Bobrynets Jewish Cemetery

Cemetery Information

Site address
Cemetery does not have an address. From the southern exit of Bobrynets, take the road south. From the “RUR” gas station, drive around 1 kilometre by this road before turning right and continuing for another 500 metres. The site can be found in the field to the left, opposite the solar power plant.
GPS coordinates
48.03282, 32.16479
Perimeter length
423 metres
Is the cemetery demolished
Type and height of existing fence
No fence
Preservation condition
Demolished Jewish cemetery that has not been built over
General site condition
According to the Commission for the Preservation of Jewish Heritage, the cemetery was established in the early 19th century.
Number of existing gravestones
No. Stones were found scattered around the site, some of which had relatively flat surfaces. However, they bore no inscriptions or symbols to indicate they were Jewish tombstones. No other signs of a Jewish cemetery were found on the site. One stone resembling a matzeva.
Date of oldest tombstone
Date of newest tombstone
Urgency of erecting a fence
Land ownership
Preserved construction on site
Drone surveys

Historical overview

Bobrynets was founded as a village in the late 18th century, it was granted town rights in 1828 and until 1865, it was a regional (uyezd) capital in the Kherson Governorate (Khersonskaya gubernia).

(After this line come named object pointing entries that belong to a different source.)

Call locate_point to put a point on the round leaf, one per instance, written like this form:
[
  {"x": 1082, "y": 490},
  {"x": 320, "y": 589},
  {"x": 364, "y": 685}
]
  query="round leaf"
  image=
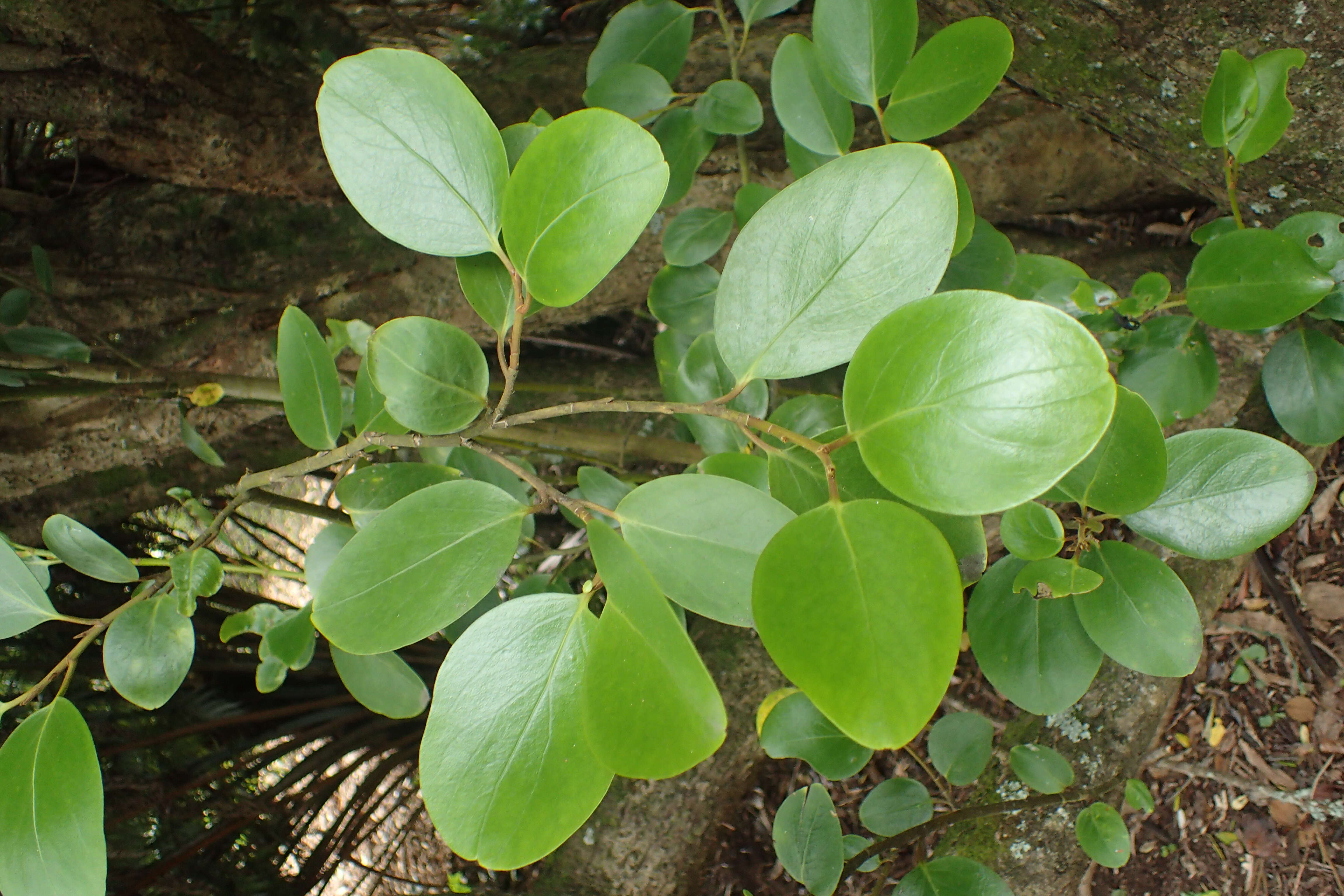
[{"x": 975, "y": 402}]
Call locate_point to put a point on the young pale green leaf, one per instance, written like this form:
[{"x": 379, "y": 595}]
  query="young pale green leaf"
[
  {"x": 423, "y": 564},
  {"x": 655, "y": 34},
  {"x": 859, "y": 605},
  {"x": 831, "y": 256},
  {"x": 433, "y": 377},
  {"x": 578, "y": 199},
  {"x": 960, "y": 746},
  {"x": 148, "y": 652},
  {"x": 1142, "y": 616},
  {"x": 1304, "y": 385},
  {"x": 1228, "y": 494},
  {"x": 413, "y": 151},
  {"x": 1031, "y": 531},
  {"x": 650, "y": 706},
  {"x": 694, "y": 236},
  {"x": 865, "y": 45},
  {"x": 84, "y": 551},
  {"x": 52, "y": 788},
  {"x": 1041, "y": 768},
  {"x": 953, "y": 73},
  {"x": 382, "y": 683},
  {"x": 796, "y": 730},
  {"x": 1252, "y": 280},
  {"x": 308, "y": 381},
  {"x": 974, "y": 402},
  {"x": 1034, "y": 652},
  {"x": 1102, "y": 835},
  {"x": 506, "y": 769},
  {"x": 810, "y": 109},
  {"x": 808, "y": 840},
  {"x": 683, "y": 298},
  {"x": 1128, "y": 468},
  {"x": 896, "y": 805}
]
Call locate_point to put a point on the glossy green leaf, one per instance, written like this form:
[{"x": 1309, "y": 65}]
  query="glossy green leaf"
[
  {"x": 84, "y": 551},
  {"x": 1142, "y": 616},
  {"x": 831, "y": 256},
  {"x": 683, "y": 298},
  {"x": 1041, "y": 768},
  {"x": 797, "y": 730},
  {"x": 960, "y": 746},
  {"x": 953, "y": 73},
  {"x": 382, "y": 683},
  {"x": 859, "y": 605},
  {"x": 1102, "y": 835},
  {"x": 808, "y": 840},
  {"x": 1304, "y": 383},
  {"x": 974, "y": 402},
  {"x": 423, "y": 564},
  {"x": 1031, "y": 531},
  {"x": 506, "y": 769},
  {"x": 1252, "y": 280},
  {"x": 896, "y": 805},
  {"x": 52, "y": 839},
  {"x": 655, "y": 34},
  {"x": 650, "y": 706},
  {"x": 148, "y": 652},
  {"x": 1128, "y": 468},
  {"x": 1228, "y": 494},
  {"x": 865, "y": 45},
  {"x": 695, "y": 236},
  {"x": 810, "y": 109},
  {"x": 578, "y": 199},
  {"x": 433, "y": 377},
  {"x": 413, "y": 151}
]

In 1847, the Jewish community of Bobrynets numbered 1289 people, by 1864, it had grown to around 1500. By 1890, the population including the suburbs numbered 10 thousand people, of which 20% were Jewish. In 1897, of the 14,281 residents, 3481 were Jewish, which was around a quarter. In 1896 it had 2 Jewish prayer houses and a talmud-torah for 62 students. By 1911 -1912 Bobrynets had 4 synagogues, 74 students in the talmud-torah, 132 students in 11 chadarim, a society for the benefit of poor Jews, a loan society as well as a Jewish cemetery.

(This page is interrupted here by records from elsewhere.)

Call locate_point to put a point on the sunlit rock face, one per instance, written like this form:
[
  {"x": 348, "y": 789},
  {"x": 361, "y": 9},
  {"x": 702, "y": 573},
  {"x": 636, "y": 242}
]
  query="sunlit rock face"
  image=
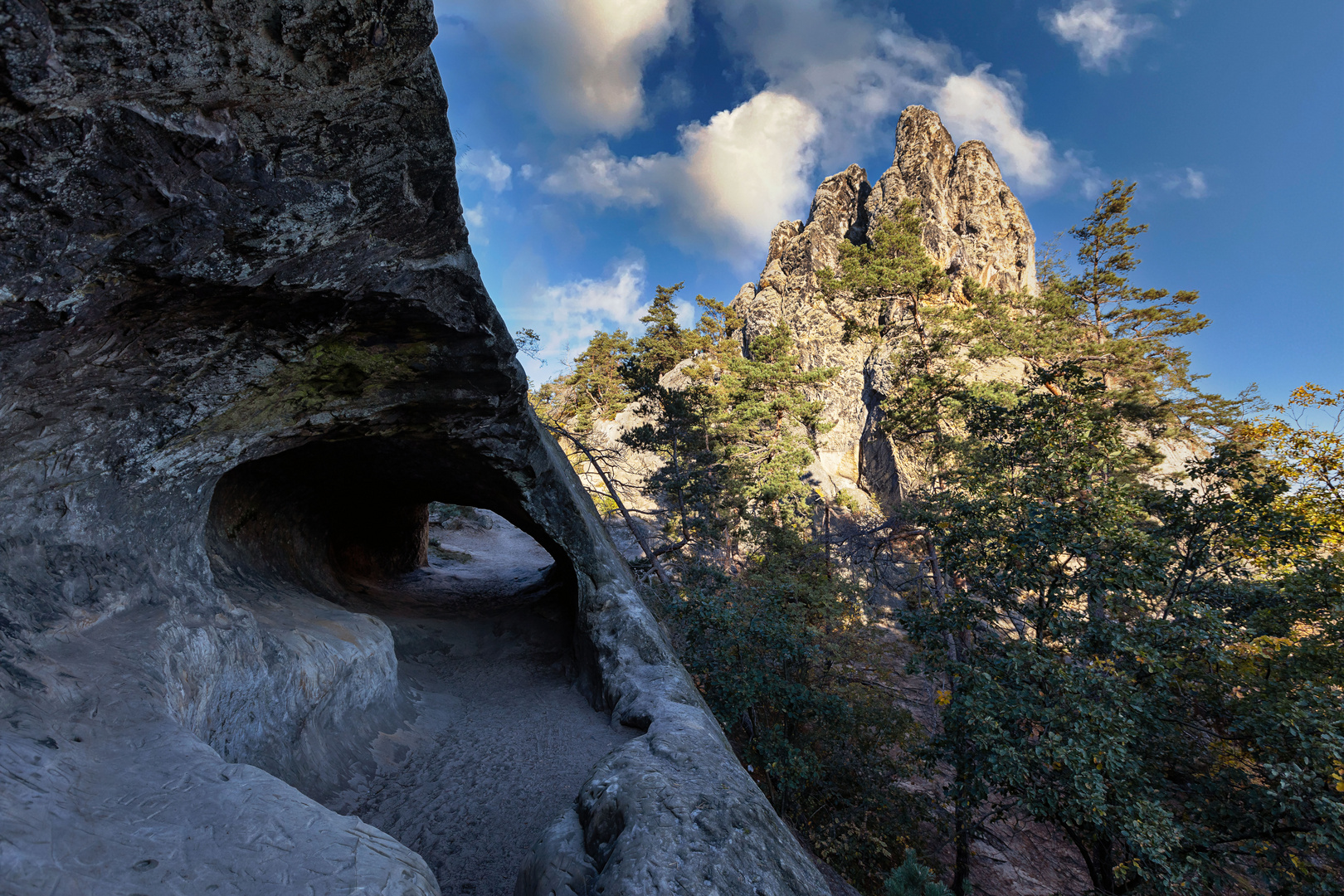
[
  {"x": 973, "y": 227},
  {"x": 244, "y": 343}
]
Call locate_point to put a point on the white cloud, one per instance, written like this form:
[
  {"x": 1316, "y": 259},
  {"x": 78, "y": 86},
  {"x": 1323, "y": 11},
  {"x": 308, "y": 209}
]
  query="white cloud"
[
  {"x": 1190, "y": 183},
  {"x": 567, "y": 314},
  {"x": 734, "y": 179},
  {"x": 597, "y": 175},
  {"x": 583, "y": 58},
  {"x": 749, "y": 168},
  {"x": 983, "y": 106},
  {"x": 860, "y": 71},
  {"x": 1098, "y": 32},
  {"x": 485, "y": 165}
]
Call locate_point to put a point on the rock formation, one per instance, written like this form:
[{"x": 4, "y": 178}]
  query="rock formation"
[
  {"x": 242, "y": 343},
  {"x": 973, "y": 226}
]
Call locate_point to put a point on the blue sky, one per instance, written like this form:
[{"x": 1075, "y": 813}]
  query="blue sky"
[{"x": 609, "y": 145}]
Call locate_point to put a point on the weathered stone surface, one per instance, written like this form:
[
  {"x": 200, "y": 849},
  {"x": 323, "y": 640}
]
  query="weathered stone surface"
[
  {"x": 238, "y": 316},
  {"x": 973, "y": 227}
]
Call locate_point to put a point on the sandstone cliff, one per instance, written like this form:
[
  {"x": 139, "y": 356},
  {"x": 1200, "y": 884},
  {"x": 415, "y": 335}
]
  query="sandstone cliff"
[
  {"x": 242, "y": 343},
  {"x": 973, "y": 227}
]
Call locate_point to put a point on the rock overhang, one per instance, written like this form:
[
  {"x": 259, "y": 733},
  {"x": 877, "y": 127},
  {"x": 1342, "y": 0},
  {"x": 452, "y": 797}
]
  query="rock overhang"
[{"x": 234, "y": 238}]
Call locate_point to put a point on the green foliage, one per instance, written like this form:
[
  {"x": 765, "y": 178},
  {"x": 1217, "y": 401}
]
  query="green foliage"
[
  {"x": 665, "y": 343},
  {"x": 1308, "y": 455},
  {"x": 596, "y": 387},
  {"x": 894, "y": 288},
  {"x": 1107, "y": 644},
  {"x": 784, "y": 657},
  {"x": 913, "y": 879},
  {"x": 737, "y": 437},
  {"x": 1132, "y": 331}
]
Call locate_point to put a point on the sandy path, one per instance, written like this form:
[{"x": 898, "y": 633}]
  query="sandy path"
[{"x": 499, "y": 748}]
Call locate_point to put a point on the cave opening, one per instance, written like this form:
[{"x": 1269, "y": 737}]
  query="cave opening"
[{"x": 494, "y": 738}]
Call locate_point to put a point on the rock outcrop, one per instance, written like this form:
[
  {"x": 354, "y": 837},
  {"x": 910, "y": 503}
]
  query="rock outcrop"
[
  {"x": 973, "y": 227},
  {"x": 242, "y": 343}
]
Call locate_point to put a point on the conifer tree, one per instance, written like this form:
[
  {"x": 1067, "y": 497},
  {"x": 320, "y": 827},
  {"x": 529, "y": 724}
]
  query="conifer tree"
[{"x": 1132, "y": 331}]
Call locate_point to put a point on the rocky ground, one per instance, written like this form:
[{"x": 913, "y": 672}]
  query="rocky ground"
[{"x": 502, "y": 739}]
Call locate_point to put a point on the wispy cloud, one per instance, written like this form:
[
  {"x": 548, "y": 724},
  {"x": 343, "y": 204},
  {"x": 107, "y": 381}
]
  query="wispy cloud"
[
  {"x": 733, "y": 180},
  {"x": 487, "y": 167},
  {"x": 583, "y": 60},
  {"x": 1099, "y": 32},
  {"x": 986, "y": 108},
  {"x": 567, "y": 314},
  {"x": 1188, "y": 183},
  {"x": 834, "y": 80}
]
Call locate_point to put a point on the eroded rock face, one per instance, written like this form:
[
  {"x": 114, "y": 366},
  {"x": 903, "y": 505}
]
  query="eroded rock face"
[
  {"x": 233, "y": 253},
  {"x": 973, "y": 227}
]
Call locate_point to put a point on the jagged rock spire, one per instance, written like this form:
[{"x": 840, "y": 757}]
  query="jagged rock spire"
[{"x": 973, "y": 226}]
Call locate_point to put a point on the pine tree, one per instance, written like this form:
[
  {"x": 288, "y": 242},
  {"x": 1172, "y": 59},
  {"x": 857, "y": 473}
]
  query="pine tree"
[
  {"x": 665, "y": 343},
  {"x": 913, "y": 879},
  {"x": 1129, "y": 329}
]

The Jewish population of Bobrynets suffered greatly during World War I and the civil war in Russia, during which 160 Jews were killed in pogroms. After 1922, Bobrynets became a part of Ukrainian Soviet Socialist Republic within the USSR. The Jewish population dropped to 2265 in 1926, and 654 in 1939. In the late 1920s, the synagogues were closed.

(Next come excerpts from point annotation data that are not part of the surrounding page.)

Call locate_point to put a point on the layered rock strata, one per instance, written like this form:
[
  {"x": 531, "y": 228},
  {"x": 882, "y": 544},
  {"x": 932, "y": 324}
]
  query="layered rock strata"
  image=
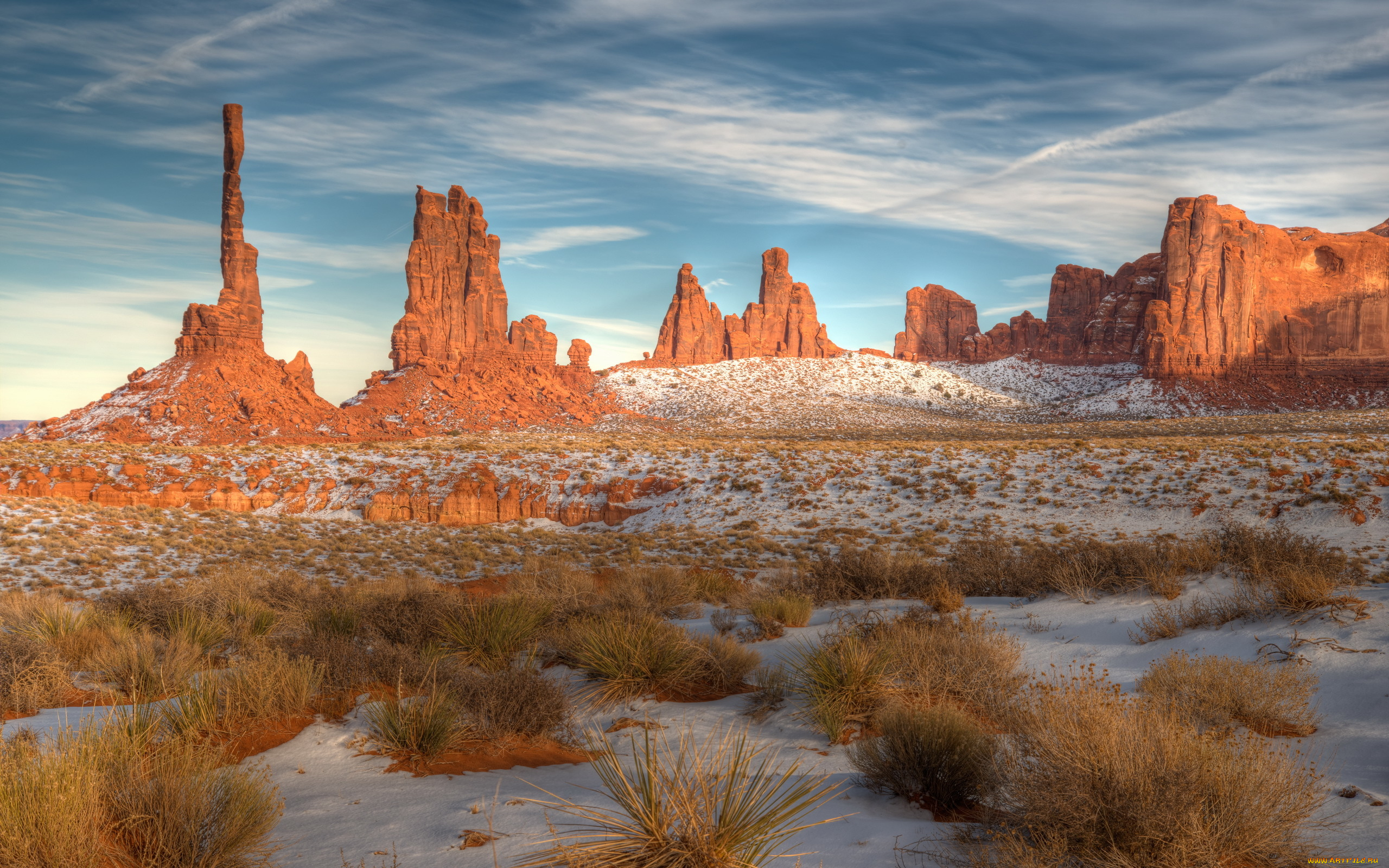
[
  {"x": 1226, "y": 299},
  {"x": 472, "y": 495},
  {"x": 936, "y": 321},
  {"x": 457, "y": 366},
  {"x": 781, "y": 324}
]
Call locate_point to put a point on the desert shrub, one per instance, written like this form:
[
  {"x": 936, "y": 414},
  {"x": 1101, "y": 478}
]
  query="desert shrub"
[
  {"x": 1092, "y": 777},
  {"x": 720, "y": 664},
  {"x": 773, "y": 686},
  {"x": 626, "y": 659},
  {"x": 785, "y": 608},
  {"x": 938, "y": 757},
  {"x": 196, "y": 628},
  {"x": 517, "y": 702},
  {"x": 663, "y": 592},
  {"x": 715, "y": 585},
  {"x": 178, "y": 807},
  {"x": 418, "y": 725},
  {"x": 148, "y": 666},
  {"x": 863, "y": 574},
  {"x": 842, "y": 680},
  {"x": 686, "y": 803},
  {"x": 492, "y": 631},
  {"x": 33, "y": 675},
  {"x": 405, "y": 611},
  {"x": 567, "y": 589},
  {"x": 1270, "y": 699},
  {"x": 958, "y": 658},
  {"x": 50, "y": 803},
  {"x": 109, "y": 796},
  {"x": 269, "y": 685}
]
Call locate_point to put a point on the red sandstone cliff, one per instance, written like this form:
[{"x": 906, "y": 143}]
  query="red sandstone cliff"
[
  {"x": 782, "y": 323},
  {"x": 1241, "y": 301},
  {"x": 220, "y": 386},
  {"x": 936, "y": 320},
  {"x": 457, "y": 366},
  {"x": 456, "y": 363}
]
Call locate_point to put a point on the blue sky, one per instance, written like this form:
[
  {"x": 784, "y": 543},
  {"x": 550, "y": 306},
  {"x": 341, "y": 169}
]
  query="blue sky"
[{"x": 882, "y": 143}]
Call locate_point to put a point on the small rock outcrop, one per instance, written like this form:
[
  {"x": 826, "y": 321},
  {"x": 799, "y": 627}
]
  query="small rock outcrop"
[{"x": 782, "y": 323}]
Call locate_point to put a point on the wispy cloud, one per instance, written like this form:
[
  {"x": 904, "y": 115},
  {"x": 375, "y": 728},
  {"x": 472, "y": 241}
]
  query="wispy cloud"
[
  {"x": 559, "y": 238},
  {"x": 182, "y": 58},
  {"x": 1028, "y": 279},
  {"x": 1034, "y": 304}
]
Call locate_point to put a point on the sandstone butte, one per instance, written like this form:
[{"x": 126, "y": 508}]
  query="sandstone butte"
[
  {"x": 782, "y": 323},
  {"x": 456, "y": 363},
  {"x": 1227, "y": 302},
  {"x": 464, "y": 495}
]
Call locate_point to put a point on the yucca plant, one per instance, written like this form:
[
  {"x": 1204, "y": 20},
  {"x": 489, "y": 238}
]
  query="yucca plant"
[
  {"x": 490, "y": 633},
  {"x": 718, "y": 802}
]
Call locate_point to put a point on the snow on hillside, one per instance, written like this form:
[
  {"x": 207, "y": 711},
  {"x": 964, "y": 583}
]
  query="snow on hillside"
[
  {"x": 860, "y": 391},
  {"x": 853, "y": 391}
]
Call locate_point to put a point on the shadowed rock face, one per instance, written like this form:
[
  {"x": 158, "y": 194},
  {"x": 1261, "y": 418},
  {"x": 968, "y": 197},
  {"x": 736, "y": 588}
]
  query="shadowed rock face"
[
  {"x": 781, "y": 324},
  {"x": 1241, "y": 299}
]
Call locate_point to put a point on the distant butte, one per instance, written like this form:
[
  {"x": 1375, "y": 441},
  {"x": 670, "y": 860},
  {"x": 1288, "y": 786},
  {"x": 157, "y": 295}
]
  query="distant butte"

The Germans captured the city on the 6th of August 1941. A ghetto was established, and in December 1941, 388 Jews were murdered, including around 120 children. The remaining Jews were murdered in the following months. In total, 530 people were killed in the Nazi period, most of whom were Jews.

In 1991, after the collapse of the Soviet Union, Bobrynets became a part of the independent Ukraine.

The Jewish cemetery of Bobrynets, which was established in the mid 19th century, is totally lost, with not a single headstone remaining.